Глаза мгновенно заполнили слёзы, вот-вот готовые хлынуть бурным ручьем, но я сдерживалась из последних сил, кусая губы, чтобы не заплакать при нём. – Каково мне выслушивать все её ядовитые нападки? Каково терпеть унижения? Хотя бы раз… – я запнулась, захлебываясь эмоциями, не сумев договорить то, что хотела. В горле встал удушающий ком, не дававший произнести ни слова.

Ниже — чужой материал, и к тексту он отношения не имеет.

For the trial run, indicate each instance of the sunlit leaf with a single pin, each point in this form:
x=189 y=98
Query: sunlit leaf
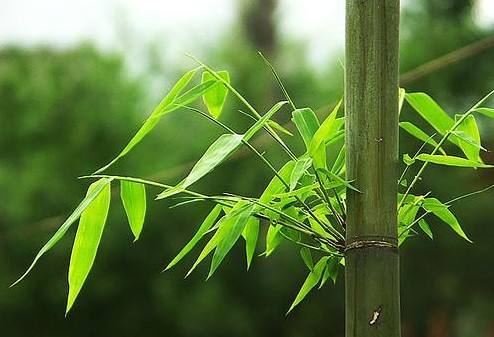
x=230 y=232
x=324 y=132
x=250 y=234
x=93 y=191
x=215 y=98
x=214 y=156
x=419 y=134
x=451 y=161
x=301 y=166
x=205 y=226
x=430 y=111
x=307 y=257
x=442 y=211
x=155 y=116
x=310 y=282
x=486 y=112
x=426 y=228
x=87 y=239
x=133 y=197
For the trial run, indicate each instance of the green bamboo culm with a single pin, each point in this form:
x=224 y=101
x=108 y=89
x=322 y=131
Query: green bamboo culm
x=371 y=107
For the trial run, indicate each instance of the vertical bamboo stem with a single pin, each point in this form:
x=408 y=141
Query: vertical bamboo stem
x=371 y=105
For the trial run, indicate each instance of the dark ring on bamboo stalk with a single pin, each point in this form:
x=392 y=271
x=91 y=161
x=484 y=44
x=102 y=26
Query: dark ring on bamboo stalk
x=372 y=241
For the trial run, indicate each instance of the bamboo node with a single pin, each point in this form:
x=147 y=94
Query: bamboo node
x=359 y=242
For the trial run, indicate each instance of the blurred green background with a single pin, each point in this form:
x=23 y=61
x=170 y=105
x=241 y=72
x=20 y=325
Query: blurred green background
x=67 y=108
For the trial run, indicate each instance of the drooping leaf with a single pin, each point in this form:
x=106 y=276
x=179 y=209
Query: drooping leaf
x=307 y=257
x=469 y=138
x=155 y=116
x=451 y=161
x=205 y=226
x=215 y=98
x=426 y=228
x=330 y=271
x=87 y=239
x=223 y=147
x=338 y=179
x=430 y=111
x=301 y=166
x=310 y=282
x=230 y=232
x=324 y=132
x=273 y=239
x=250 y=234
x=419 y=134
x=442 y=211
x=263 y=120
x=307 y=125
x=486 y=112
x=277 y=126
x=133 y=197
x=93 y=191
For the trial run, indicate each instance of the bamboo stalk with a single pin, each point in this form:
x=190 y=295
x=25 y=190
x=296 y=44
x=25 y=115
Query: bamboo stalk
x=371 y=105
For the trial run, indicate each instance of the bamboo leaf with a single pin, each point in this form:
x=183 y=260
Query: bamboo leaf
x=426 y=228
x=261 y=122
x=133 y=197
x=486 y=112
x=87 y=240
x=307 y=257
x=220 y=150
x=310 y=282
x=93 y=191
x=430 y=111
x=451 y=161
x=230 y=232
x=325 y=131
x=155 y=116
x=469 y=138
x=215 y=98
x=301 y=166
x=419 y=134
x=440 y=210
x=205 y=226
x=250 y=234
x=277 y=126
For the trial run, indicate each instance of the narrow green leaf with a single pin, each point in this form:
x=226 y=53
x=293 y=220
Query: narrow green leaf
x=301 y=166
x=310 y=282
x=419 y=134
x=338 y=179
x=250 y=234
x=261 y=122
x=426 y=228
x=430 y=111
x=330 y=271
x=440 y=210
x=327 y=129
x=273 y=239
x=133 y=197
x=451 y=161
x=215 y=98
x=277 y=126
x=155 y=116
x=486 y=112
x=87 y=240
x=307 y=257
x=205 y=226
x=93 y=191
x=223 y=147
x=230 y=232
x=469 y=138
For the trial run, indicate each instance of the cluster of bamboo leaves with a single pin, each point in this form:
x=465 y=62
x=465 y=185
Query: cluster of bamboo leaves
x=304 y=202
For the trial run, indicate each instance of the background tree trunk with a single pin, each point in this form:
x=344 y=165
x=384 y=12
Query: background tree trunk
x=371 y=107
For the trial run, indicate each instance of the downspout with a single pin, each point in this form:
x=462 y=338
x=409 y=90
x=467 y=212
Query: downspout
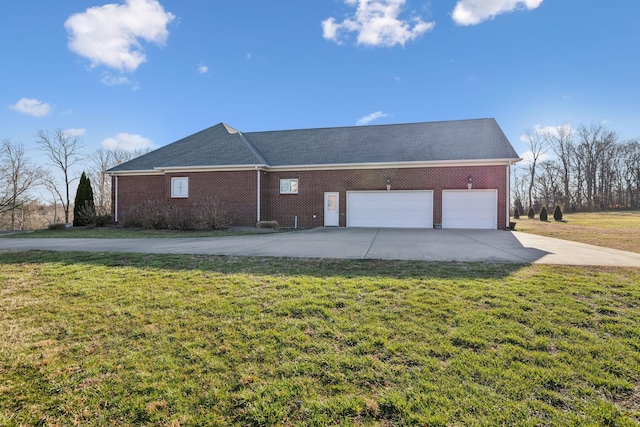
x=508 y=195
x=116 y=201
x=258 y=192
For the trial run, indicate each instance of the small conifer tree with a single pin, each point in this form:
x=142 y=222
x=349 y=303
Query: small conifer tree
x=543 y=214
x=83 y=201
x=557 y=213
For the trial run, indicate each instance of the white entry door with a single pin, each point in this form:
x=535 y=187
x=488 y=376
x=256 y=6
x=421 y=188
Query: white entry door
x=331 y=209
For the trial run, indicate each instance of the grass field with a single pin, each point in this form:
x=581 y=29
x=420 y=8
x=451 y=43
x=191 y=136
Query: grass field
x=125 y=233
x=617 y=230
x=113 y=339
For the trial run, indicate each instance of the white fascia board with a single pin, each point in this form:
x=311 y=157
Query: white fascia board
x=396 y=165
x=224 y=168
x=337 y=166
x=134 y=172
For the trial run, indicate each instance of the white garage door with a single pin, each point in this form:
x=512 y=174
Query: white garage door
x=470 y=209
x=404 y=209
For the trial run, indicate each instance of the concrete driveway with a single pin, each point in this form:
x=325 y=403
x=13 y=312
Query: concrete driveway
x=361 y=243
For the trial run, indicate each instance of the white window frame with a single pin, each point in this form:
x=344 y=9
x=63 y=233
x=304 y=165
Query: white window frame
x=175 y=182
x=287 y=186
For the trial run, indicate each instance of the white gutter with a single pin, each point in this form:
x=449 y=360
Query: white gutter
x=258 y=192
x=330 y=166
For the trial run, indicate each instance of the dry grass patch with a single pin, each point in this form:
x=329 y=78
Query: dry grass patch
x=616 y=230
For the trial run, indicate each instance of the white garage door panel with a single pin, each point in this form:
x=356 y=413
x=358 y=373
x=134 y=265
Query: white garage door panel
x=470 y=209
x=406 y=209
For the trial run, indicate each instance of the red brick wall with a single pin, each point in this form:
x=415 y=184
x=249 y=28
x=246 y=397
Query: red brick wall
x=238 y=190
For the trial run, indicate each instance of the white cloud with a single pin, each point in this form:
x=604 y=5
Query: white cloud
x=377 y=24
x=31 y=107
x=472 y=12
x=75 y=132
x=111 y=80
x=127 y=142
x=110 y=35
x=371 y=117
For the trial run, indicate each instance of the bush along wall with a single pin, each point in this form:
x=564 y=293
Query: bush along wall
x=83 y=201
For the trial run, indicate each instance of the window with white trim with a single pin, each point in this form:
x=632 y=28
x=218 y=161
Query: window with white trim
x=289 y=186
x=180 y=188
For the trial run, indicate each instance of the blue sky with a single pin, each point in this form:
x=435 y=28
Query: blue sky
x=137 y=73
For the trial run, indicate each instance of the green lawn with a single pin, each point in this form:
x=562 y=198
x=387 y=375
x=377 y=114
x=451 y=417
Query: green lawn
x=616 y=229
x=127 y=233
x=114 y=339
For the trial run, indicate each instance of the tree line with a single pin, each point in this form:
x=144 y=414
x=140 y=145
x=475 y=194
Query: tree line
x=29 y=189
x=588 y=168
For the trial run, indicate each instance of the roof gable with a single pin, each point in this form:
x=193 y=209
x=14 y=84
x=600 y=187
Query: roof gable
x=221 y=145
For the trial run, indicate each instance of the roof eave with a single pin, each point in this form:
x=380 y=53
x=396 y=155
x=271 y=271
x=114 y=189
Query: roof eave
x=400 y=165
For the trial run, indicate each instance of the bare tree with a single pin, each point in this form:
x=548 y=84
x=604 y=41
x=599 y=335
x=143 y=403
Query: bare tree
x=537 y=143
x=64 y=150
x=595 y=152
x=561 y=142
x=18 y=175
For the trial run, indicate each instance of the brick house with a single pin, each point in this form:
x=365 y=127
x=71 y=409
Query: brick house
x=453 y=174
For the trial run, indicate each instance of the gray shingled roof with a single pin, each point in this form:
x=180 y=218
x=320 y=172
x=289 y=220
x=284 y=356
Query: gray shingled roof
x=220 y=145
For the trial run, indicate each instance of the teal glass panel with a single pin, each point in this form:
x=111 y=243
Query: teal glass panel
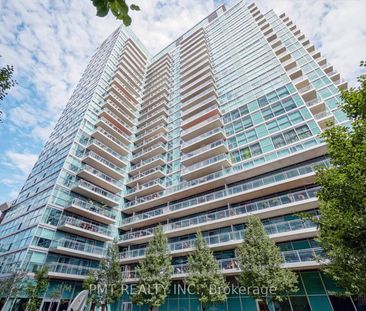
x=183 y=304
x=248 y=304
x=234 y=304
x=300 y=303
x=282 y=306
x=330 y=284
x=312 y=283
x=320 y=303
x=194 y=304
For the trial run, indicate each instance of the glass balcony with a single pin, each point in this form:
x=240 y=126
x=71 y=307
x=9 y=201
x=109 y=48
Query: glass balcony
x=114 y=130
x=199 y=58
x=206 y=138
x=153 y=140
x=146 y=126
x=92 y=210
x=251 y=185
x=104 y=165
x=190 y=60
x=157 y=113
x=77 y=249
x=99 y=178
x=149 y=152
x=107 y=153
x=201 y=87
x=153 y=132
x=208 y=76
x=199 y=98
x=208 y=125
x=69 y=271
x=200 y=154
x=198 y=67
x=145 y=176
x=193 y=78
x=239 y=212
x=233 y=237
x=201 y=116
x=84 y=228
x=108 y=114
x=187 y=54
x=119 y=112
x=108 y=139
x=147 y=164
x=122 y=103
x=205 y=167
x=145 y=189
x=94 y=192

Максим же, явно не ожидавший такого эмоционального ответа, растерялся и неосознанно ослабил хватку на моей руке. Я воспользовалась этим и, резко вырвав её, бросилась бежать наверх, прочь от него. Я не желала, нет, просто не могла продолжать разговор. Я слишком устала, чтобы что-то доказывать тому, кто не хочет принимать мою точку зрения, кто упрямо закрывает глаза на правду.

***

Мы с братом обычно не ругались открыто, избегали конфликтов. Но и в хороших отношениях не были. Всё-таки мы были по разные стороны баррикад: он за мать, я за отца. Непримиримые противники.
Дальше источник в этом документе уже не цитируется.